Monluc ne paraissait si au-dessus de ses affaires que parce que, la veille au soir, il avait invité Messieurs de Bordillon et de Tavannes à venir dîner avec leurs amis, après l’installation des troupes sur le terrain et avant l’arrivée du Roi. Comme il les voulait bien traiter, il avait recommandé à son maître d’hôtel de soigner le menu. Retenus par leur service au dernier moment, les hôtes avaient dû renoncer à la bombance projetée.


Monsieur de Guise alla chercher le duc de Saxe et ses capitaines. J’envoyai en diligence à mon maître d’hôtel, afin que tout fût prêt. Mes gens avaient fait faire une cave en terre dans laquelle l’eau et le vin y demeuraient aussi frais que glace. Et, de bonne fortune, je me trouvai force perdreaux, cailles, paons d’Inde, levrauts et tout ce que l’on eût pu souhaiter pour faire un beau festin avec pâtisserie et tartes.

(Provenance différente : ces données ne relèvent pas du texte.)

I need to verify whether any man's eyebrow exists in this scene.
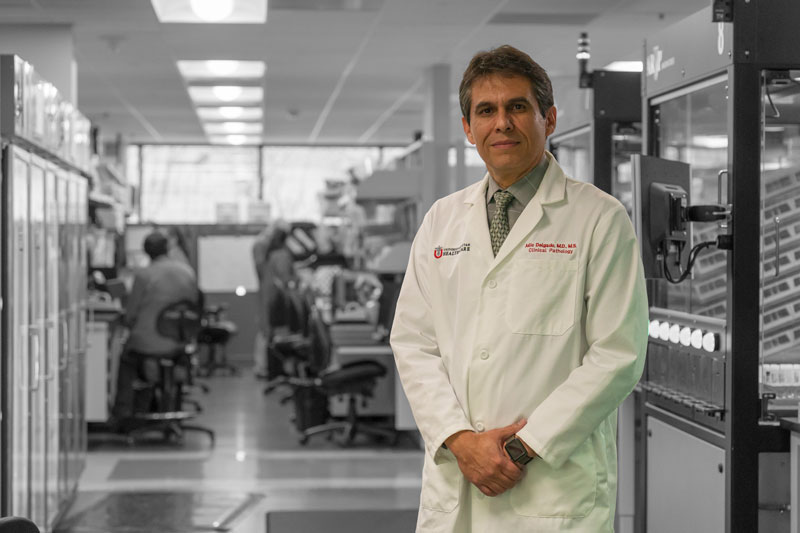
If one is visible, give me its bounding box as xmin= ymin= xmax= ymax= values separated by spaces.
xmin=508 ymin=96 xmax=531 ymax=104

Les nobles hôtes firent grand honneur au repas, et le duc de Guise sortit de la tente complimentant Monluc sur sa réception : « Vraiment, dit-il, vous êtes servi en prince. » Monluc, en fin Gascon, fit observer qu’il lui manquait, pour que le compliment fût tout à fait juste, de la vaisselle d’argent, qui lui permettrait de recevoir à sa table des princes selon leur rang. Il pria le duc de demander pour lui au Roi de quoi en acheter, et Henri II, satisfait de voir un chef français tenir si honorablement son rang, acquiesça à la demande.

Un écrivain militaire, il faut l’espérer, nous donnera quelque jour une étude complète sur Monluc. Il sera largement récompensé de sa peine par le charme qui se dégage de la

  1. Nom familier que le duc de Guise avait l’habitude de donner à Monluc.